CALIFORNIA – A school board overseeing Highlands Community Charter and Technical Schools resigned after a state audit found the charter school received $180 million in K-12 funds it was not eligible for and engaged in wasteful spending.
The California State Auditor conducted the audit of Highlands in Sacramento and found questionable financial transactions, some violating laws against public gift-giving and conflicts of interest.
At a July 7 special meeting, the board voted to remove Sonja Cameron, whose daughter was hired for a $145,860 leadership role despite lacking basic qualifications – including a bachelor’s degree.
After that vote, the six remaining board members each announced their resignations.
“I asked for these resignations because I believe Highlands’ future depends on a clean break from past governance failures,” said Highlands Community Charter and Technical Schools CEO Jonathan Raymond.
Didn’t meet classroom based program requirements
Highlands claimed it was running a classroom based program, which requires that 80% of the offered instructional time occur at the school site. The state found that Highlands typically only provided classroom based instruction for 2-3 hours of a scheduled six-hour day.
Auditors also observed during eight class visits, students entered and left class at various times – in some cases leaving immediately after signing in for attendance. Teachers did not attempt to enforce any attendance requirement.
Highlands was never approved for nonclassroom based instruction or online learning.
Because Highlands failed to qualify under either mode of instruction, the state concluded it should not have received any K-12 funding – totaling more than $177 million over two years.
Staff spent $80,000 on a Maui conference with no educational purpose
The audit found Highlands misused public funds including spending $80,000 on a Maui conference for staff that served no educational purpose. Funds covered seven days of lodging and attendance for eight people.
In addition, a director-level employee arranged a $1,500 per-month contract for his spouse’s mentoring services.
They also spent $8,750 on holiday blankets for students from a company owned by a director’s spouse. Highlands spent a total of $397,960 with this vendor from fiscal years 2019–20 through 2023–24.

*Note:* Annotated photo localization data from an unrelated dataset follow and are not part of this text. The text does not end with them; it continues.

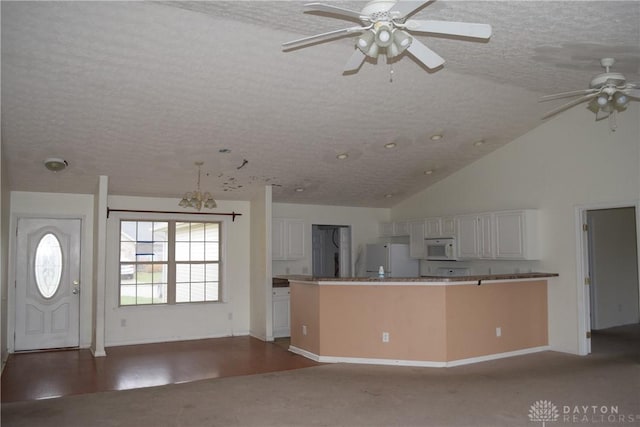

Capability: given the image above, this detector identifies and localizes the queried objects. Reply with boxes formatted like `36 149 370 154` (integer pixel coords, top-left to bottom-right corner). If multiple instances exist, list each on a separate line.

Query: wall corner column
91 176 108 357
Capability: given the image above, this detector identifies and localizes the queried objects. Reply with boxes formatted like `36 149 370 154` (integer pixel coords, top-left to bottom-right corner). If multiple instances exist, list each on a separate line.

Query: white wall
9 191 95 350
250 186 272 341
0 143 10 367
272 203 390 277
104 195 250 346
391 104 640 354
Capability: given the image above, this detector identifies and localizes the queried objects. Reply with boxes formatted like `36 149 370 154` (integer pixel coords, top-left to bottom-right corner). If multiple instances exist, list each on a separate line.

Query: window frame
117 216 224 307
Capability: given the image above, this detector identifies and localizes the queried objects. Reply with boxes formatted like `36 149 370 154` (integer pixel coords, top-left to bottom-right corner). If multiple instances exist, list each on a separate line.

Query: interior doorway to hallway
312 225 351 278
577 202 640 355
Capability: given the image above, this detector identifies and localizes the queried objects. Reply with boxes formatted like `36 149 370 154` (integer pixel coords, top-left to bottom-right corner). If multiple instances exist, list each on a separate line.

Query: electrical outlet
302 325 307 336
382 332 390 343
496 327 502 337
121 319 127 327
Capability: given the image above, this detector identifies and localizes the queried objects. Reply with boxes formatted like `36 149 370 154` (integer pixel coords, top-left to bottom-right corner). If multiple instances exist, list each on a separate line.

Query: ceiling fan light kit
540 58 640 129
282 0 492 74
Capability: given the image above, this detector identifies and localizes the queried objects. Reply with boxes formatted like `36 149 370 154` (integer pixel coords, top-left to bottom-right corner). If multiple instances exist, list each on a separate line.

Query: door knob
72 287 80 295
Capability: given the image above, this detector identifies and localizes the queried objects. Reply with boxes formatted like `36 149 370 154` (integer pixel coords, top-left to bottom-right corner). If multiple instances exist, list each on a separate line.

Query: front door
15 218 81 351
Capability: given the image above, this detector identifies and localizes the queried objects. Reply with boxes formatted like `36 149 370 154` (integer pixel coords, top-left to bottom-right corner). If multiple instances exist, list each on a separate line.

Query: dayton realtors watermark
529 400 639 426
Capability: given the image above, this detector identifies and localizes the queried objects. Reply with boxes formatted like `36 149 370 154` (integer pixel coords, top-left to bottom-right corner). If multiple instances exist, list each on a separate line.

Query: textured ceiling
2 1 639 207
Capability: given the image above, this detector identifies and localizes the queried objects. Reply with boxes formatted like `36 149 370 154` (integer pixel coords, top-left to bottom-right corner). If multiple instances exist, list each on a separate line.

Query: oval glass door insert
34 233 63 298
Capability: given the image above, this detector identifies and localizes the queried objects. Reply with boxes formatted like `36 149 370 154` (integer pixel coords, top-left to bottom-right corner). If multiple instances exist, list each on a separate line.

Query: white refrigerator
365 243 419 277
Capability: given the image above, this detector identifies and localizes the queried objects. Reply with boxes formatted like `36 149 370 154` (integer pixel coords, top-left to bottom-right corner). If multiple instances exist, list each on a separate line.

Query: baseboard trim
445 346 550 367
288 345 550 368
105 332 248 348
90 347 107 358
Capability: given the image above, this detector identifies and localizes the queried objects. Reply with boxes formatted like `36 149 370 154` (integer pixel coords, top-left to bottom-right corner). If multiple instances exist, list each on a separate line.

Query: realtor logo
529 400 560 427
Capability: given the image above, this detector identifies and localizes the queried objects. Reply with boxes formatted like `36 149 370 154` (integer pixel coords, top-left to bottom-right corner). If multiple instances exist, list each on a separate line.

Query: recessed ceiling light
384 194 393 198
295 187 305 192
430 134 443 141
473 140 485 147
219 148 231 153
44 158 68 172
384 142 397 149
336 153 349 160
424 170 434 175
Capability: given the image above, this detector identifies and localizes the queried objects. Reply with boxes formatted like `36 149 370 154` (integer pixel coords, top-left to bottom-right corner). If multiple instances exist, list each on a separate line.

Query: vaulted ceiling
2 1 639 207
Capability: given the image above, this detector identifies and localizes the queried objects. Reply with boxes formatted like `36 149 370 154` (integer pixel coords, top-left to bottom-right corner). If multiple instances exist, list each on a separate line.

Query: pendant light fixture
178 162 217 211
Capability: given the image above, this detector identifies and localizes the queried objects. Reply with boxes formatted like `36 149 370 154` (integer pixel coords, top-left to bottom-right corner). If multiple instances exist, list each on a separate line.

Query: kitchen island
288 273 557 367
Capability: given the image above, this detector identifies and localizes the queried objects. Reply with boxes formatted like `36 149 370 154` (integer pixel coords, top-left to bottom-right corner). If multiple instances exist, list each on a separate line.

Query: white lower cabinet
272 287 291 338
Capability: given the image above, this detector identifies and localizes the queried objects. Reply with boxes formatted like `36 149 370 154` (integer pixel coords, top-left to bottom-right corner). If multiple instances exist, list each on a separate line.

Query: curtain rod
107 208 242 222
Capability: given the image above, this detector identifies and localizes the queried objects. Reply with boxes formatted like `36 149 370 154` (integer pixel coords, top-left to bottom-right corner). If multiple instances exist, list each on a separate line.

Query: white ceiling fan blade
623 88 640 99
389 1 432 19
541 93 599 120
405 39 444 69
282 26 366 50
539 88 599 102
405 20 492 39
303 3 363 22
343 49 367 73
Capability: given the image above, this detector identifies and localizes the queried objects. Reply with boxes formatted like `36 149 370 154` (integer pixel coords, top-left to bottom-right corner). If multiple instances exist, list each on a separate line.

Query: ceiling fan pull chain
609 111 617 132
389 63 394 83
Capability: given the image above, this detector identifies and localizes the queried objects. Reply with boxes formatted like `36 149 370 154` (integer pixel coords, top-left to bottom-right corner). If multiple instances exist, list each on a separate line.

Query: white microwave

Other questionable purchases included sponsorships of athletic programs, chambers of commerce foundations, and political organizations.
The state also found that Highlands’ policy permits relatives to hire each other, risking favoritism; 11 employees had relatives hired during their time.
Highlands had large class sizes
Auditors reported that 27 of the 30 Highlands teachers reviewed did not have the appropriate credentials for the classes they taught. Five teachers did not hold any valid teaching credentials.
Highlands also had a student-to-teacher ratio of 51:1 in 2023-24, more than double the highest ratio of nearby schools (22:1). This is above the typical maximum class sizes (34-37 students).
State law sets class size limits only up to the 8th grade, with no standard for grades 9-12 or charter schools, but Highlands’ ratio greatly exceeds local norms, according to the state.
Should have to pay the money back
The California Department of Education has asked Highlands repay over $180 million that it “inappropriately” received.
Assembly Education Committee chair Al Muratsuchi said Highlands’ operators wrongfully took taxpayer funds.
“So, it’s only right they have to pay that money back,” said Muratsuchi.